Commissioners heard conflicting pleas from members of the disbanded DAPAC during public comment, with Will Travis, the committee’s ex-chair, urging members to seek the feasibility analysis. “You really need to have an economic analysis before you forward it to the city council.” 

Travis didn’t mention what another former DAPAC commissioner, Arreguin, soon pointed out, that the committee specifically rejected doing such an analysis.  

Dorothy Walker, ex-DAPACer and a retired UC Berkeley development official, also urged the analysis. 

The minority contended that DAPAC’s restrictions on floor-area ratio and heights would limit development and thus reduce fees collected for parks, streetscape improvements and other amenities included in the plan. 

Juliet Lamont, the environmental consultant who was a leading figure in the DAPAC majority, echoed a plea first voiced by John English, a retired planner who attended most DAPAC meetings, urging the commission to use the committee’s plan as the preferred alternative in preparing the EIR. 

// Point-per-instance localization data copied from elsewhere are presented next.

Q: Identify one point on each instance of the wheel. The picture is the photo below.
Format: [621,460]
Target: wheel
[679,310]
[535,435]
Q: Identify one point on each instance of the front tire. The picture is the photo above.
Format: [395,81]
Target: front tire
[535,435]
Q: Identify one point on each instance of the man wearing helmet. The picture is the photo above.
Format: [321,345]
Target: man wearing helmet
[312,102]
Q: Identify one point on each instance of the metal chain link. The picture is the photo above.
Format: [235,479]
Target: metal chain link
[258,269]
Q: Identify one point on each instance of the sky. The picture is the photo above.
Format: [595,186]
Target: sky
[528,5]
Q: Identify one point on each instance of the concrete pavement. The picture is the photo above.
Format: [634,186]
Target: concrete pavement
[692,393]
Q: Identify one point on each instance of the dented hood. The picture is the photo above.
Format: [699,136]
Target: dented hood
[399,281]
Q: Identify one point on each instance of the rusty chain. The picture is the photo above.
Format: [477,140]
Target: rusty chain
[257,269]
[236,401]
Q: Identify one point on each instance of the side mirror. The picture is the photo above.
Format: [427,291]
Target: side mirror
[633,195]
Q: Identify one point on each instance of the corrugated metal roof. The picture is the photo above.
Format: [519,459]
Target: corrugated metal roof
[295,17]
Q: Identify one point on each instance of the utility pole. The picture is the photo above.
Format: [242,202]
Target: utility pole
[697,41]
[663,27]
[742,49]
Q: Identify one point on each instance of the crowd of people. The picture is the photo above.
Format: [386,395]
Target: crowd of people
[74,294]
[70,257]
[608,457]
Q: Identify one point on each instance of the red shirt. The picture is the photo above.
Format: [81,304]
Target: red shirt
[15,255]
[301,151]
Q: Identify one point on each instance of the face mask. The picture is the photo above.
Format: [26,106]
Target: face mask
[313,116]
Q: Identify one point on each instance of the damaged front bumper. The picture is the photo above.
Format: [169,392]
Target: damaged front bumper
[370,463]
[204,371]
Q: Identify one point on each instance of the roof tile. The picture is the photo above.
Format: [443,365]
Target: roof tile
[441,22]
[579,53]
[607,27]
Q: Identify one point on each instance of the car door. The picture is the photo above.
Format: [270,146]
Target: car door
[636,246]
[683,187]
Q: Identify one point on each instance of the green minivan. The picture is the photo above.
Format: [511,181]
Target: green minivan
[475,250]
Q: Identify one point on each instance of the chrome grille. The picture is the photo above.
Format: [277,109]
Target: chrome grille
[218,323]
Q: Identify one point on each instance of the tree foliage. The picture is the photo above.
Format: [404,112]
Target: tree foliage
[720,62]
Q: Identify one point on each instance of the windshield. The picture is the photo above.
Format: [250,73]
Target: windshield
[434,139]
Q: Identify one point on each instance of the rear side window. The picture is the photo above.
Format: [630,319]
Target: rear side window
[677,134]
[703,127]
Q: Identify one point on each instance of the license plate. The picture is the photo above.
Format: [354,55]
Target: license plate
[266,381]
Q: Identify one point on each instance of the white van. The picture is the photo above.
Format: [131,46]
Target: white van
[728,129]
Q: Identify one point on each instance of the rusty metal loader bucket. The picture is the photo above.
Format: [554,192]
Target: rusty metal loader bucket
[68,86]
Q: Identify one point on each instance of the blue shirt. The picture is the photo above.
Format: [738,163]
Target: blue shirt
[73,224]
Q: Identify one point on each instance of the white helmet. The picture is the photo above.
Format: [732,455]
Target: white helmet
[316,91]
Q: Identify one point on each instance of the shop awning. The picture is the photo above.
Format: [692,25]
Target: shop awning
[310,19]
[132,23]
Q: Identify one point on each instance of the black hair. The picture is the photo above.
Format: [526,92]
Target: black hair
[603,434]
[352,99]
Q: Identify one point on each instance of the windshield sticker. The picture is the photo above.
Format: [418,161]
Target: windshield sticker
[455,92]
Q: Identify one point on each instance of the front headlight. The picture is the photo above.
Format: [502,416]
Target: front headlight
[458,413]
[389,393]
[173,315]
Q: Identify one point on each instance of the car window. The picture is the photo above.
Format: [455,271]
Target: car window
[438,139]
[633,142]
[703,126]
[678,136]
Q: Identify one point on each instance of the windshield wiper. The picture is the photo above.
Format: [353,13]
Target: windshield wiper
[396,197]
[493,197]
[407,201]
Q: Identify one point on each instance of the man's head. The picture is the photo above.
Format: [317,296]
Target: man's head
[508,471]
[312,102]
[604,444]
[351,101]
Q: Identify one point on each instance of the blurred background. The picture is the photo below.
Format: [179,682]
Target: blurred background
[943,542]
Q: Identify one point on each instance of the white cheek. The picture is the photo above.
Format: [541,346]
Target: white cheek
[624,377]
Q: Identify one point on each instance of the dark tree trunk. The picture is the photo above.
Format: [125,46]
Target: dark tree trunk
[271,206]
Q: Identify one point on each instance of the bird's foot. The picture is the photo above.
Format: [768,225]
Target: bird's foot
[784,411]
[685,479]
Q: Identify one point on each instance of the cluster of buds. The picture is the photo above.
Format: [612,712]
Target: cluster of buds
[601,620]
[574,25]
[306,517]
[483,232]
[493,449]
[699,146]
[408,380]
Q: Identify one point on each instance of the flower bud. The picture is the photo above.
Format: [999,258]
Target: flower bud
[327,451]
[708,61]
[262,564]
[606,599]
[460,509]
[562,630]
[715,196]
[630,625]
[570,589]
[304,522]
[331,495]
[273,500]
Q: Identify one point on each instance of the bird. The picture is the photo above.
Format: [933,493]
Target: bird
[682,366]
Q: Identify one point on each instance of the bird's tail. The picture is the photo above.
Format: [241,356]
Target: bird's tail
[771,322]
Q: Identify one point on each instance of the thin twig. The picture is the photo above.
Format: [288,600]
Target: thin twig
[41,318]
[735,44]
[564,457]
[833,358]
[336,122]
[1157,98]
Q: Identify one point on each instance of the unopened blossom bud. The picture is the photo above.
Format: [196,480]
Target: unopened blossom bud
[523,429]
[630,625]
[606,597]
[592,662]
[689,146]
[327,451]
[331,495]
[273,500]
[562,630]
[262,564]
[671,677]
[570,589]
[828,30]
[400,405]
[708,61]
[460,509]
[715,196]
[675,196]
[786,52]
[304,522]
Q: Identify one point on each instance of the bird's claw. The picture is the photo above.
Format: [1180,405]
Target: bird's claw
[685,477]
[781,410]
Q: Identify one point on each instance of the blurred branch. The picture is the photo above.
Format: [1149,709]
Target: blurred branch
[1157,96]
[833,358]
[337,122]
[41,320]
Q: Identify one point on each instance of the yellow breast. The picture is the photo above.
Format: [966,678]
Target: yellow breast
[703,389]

“I was part of a group of people that really worked to come to a compromise,” Lamont said, adding that many members were now feeling that the process was being abused. 

The most radical proposal from the audience came from Barry Elbansani, a Berkeley resident and a widely known architect and urban designer. 

“I don’t think 2,500 units is enough,” he said. “Let’s try 5,000. Let’s try 10,000.” 

In response to public concerns that the commission or staff would rewrite the DAPAC plan before it reached the council, both Marks and Stoloff offered assurances that the community effort would go as written to the ultimate deciders, along with staff and commission recommendations.